Leaving aside coins, the premise of the OP seems to be that God exists because the universe is too improbable to exist unless God intentionally created it. But the flaw with that argument is that it presumes its own answer. Otherwise you have to address the issue of the probability of God’s existence and which is more improbable: a self-created universe or a universal creator?
My read of that cite is that the Planck length is simply a limit on measurement, not on distance. After all, we’re not proposing that any particles are that close together, just that there’s infinite variation on how the object could have landed.
It’s not as if the sphere lands on a neat tripod of the three lowest atoms, after all. It’s landing position is determined by the interaction of the various energy fields and forces at that level - which are continuous, I believe. So it could have landed a little less than a Planck length to the left of where it did, balanced on those same fields in a slightly different position.
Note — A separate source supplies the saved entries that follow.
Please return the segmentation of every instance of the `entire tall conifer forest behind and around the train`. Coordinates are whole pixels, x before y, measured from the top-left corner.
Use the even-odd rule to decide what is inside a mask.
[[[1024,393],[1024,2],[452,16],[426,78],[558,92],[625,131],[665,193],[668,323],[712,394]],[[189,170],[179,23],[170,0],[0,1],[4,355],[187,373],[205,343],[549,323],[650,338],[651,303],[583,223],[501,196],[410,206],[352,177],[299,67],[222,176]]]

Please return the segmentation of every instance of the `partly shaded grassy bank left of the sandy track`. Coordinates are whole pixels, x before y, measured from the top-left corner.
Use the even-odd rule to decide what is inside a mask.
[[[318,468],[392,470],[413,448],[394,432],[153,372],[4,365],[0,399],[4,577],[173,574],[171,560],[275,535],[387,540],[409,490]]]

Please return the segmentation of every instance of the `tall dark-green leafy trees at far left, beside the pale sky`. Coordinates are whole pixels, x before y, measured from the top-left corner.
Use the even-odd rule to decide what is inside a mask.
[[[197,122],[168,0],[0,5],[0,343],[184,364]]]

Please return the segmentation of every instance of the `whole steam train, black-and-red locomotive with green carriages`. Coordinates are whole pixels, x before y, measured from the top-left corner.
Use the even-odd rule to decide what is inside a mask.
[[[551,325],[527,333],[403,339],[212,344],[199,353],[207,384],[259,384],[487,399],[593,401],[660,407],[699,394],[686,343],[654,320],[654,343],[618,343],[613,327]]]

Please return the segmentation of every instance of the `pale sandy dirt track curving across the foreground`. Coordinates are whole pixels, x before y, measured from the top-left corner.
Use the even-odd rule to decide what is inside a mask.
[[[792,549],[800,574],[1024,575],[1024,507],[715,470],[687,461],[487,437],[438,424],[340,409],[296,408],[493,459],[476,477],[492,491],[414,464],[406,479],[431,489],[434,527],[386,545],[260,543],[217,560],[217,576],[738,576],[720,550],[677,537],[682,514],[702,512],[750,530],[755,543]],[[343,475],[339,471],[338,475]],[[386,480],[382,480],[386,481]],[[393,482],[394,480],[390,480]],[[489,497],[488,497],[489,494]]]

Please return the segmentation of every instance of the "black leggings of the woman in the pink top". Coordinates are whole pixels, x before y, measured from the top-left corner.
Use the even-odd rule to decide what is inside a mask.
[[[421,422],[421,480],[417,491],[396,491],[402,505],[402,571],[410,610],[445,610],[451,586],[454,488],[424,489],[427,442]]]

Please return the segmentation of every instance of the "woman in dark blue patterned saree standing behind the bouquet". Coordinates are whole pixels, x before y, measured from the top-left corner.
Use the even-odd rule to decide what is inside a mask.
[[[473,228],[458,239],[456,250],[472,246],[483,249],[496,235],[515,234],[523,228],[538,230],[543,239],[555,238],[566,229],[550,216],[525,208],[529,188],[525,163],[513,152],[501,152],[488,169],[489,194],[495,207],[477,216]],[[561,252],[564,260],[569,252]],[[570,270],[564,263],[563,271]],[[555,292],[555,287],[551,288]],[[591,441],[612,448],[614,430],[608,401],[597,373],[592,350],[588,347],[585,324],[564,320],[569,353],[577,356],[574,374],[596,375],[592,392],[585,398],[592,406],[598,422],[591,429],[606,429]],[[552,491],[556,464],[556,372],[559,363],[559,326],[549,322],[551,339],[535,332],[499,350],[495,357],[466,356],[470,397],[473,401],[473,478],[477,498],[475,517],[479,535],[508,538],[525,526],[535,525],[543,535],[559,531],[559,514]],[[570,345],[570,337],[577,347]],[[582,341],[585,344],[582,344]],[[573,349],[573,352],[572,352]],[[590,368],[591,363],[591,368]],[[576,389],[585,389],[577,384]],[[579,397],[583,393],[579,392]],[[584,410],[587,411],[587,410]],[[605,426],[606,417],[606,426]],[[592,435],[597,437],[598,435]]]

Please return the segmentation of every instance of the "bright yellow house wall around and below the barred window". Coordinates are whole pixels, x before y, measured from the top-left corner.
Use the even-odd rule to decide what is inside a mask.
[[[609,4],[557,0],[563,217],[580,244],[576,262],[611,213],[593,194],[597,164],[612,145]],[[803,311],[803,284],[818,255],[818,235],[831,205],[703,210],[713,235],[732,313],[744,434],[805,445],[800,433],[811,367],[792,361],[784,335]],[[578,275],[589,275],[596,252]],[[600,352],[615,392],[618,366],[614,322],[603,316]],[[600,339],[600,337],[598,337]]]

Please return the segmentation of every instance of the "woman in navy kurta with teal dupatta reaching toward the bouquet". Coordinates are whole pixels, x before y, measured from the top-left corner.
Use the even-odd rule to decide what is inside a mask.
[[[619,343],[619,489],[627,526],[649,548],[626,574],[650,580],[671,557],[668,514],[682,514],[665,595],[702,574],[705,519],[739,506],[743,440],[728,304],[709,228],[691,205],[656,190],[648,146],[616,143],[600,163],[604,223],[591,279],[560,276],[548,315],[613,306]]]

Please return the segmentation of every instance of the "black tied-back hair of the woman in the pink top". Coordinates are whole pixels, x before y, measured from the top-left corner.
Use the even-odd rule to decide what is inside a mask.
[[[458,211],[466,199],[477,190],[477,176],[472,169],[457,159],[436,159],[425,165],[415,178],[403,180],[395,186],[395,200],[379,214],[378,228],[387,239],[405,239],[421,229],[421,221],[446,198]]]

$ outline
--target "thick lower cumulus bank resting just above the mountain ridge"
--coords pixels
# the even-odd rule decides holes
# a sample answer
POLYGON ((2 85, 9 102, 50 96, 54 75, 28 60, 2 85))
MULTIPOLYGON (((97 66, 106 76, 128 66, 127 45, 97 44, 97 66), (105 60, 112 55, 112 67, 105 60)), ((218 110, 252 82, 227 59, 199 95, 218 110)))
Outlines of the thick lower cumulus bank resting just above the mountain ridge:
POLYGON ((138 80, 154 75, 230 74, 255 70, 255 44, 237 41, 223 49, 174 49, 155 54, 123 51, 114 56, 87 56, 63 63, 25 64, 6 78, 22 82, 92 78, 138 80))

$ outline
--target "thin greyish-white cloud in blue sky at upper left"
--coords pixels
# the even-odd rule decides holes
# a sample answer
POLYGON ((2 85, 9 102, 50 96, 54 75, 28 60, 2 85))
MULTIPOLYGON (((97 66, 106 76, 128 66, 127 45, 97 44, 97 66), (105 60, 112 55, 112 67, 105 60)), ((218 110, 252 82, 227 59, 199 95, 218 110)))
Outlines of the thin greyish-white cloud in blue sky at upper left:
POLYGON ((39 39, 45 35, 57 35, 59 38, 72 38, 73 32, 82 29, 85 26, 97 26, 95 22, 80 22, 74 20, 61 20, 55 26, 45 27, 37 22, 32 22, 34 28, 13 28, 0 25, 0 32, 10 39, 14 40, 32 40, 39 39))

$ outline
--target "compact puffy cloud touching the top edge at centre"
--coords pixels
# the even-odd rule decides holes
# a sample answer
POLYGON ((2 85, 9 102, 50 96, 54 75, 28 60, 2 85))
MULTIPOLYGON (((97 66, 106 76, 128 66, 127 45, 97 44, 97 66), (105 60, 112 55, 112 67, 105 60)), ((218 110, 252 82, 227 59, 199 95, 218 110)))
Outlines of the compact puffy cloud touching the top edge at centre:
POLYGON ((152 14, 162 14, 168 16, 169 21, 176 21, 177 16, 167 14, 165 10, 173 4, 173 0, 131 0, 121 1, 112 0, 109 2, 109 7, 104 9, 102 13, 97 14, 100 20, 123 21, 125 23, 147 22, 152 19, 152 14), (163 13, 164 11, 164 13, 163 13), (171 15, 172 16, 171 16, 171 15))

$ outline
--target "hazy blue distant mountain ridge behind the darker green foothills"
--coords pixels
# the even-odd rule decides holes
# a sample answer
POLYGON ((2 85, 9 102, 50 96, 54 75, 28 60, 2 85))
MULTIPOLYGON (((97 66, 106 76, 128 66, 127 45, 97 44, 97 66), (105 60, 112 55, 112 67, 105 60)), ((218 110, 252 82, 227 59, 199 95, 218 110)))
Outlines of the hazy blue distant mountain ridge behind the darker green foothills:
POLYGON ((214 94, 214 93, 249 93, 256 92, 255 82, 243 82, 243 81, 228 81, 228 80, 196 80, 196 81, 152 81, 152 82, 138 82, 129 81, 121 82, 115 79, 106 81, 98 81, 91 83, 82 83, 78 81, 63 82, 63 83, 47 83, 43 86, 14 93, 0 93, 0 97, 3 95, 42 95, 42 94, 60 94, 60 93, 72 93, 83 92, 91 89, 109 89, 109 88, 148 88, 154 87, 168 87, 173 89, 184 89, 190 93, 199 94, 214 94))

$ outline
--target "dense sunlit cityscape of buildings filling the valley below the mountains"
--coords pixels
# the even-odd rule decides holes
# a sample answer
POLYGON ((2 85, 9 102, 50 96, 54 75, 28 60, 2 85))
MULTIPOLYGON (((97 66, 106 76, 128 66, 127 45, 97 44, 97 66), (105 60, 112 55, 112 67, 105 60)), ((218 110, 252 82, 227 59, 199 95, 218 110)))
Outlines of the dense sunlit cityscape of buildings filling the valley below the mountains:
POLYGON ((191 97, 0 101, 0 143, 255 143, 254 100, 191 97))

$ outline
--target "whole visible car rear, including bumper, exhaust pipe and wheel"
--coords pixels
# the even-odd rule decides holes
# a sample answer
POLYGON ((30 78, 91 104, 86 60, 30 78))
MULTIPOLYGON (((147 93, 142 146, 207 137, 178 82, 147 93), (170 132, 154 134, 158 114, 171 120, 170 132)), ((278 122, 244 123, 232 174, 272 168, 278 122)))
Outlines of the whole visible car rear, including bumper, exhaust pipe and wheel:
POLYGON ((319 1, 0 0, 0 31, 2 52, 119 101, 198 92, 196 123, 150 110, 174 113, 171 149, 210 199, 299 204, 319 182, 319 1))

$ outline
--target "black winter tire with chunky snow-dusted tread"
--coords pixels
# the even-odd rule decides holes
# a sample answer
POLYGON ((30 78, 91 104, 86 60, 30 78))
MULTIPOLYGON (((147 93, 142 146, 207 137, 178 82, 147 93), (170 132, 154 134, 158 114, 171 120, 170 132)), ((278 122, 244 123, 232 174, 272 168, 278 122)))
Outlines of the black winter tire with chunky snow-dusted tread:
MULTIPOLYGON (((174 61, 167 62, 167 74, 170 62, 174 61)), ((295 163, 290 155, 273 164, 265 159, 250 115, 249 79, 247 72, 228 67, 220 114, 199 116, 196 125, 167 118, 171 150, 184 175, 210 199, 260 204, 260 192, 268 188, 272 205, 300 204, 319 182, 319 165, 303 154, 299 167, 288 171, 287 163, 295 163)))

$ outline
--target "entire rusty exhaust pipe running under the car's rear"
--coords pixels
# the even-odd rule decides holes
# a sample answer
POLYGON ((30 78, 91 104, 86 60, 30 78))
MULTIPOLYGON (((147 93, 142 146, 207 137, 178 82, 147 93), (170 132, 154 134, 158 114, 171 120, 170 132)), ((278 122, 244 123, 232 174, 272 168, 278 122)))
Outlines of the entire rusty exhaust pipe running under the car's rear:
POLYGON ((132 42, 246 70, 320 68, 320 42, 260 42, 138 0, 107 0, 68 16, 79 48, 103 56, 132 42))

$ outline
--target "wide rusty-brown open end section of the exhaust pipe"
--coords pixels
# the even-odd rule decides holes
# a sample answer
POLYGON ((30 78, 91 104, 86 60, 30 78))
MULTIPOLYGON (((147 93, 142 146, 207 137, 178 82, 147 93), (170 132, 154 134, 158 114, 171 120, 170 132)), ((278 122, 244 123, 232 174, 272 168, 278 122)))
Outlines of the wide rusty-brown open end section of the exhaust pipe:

Leaving aside coins, the OP presumes the creation of the universe, life, sentience, etc to be infinitely improbable, without any actual reason to. I mean, sure, it doesn’t seem to happen every day on every street corner, but that doesn’t make it impossible or anything. Just rare. (At least around here.)
This is a thought discussion about a strawman, essentially.
Yeah, the God connection is not particularly well-conceived. I say we all just drop it and keep the discussion focused on the issues of probability in themselves.
Absolutely. If I got dealt a nondescript hand like the following:
S: J 7 5 4
H: K 6
D: Q 10 3
C: Q J 9 7
As you say, I could exclaim, “look at this hand I just got dealt - did you know that the odds against getting this hand were 635 billion to 1 against?!” and I’d be absolutely correct. Everything that happens is extremely improbable at some level, but (with the possible exception of the Universe’s big-banging into existence in the first place) something’s gotta happen. So just that it’s extremely, extremely improbable for X to happen, doesn’t mean that a Designer had to be behind it.
But could a thousand monkeys with an infinite number of coins in a slower growing infinite amount of time flip a coin an infinite number of times while typing hamlet an infinite number of times on three typewriters while humming the national anthem of Kazakhastan?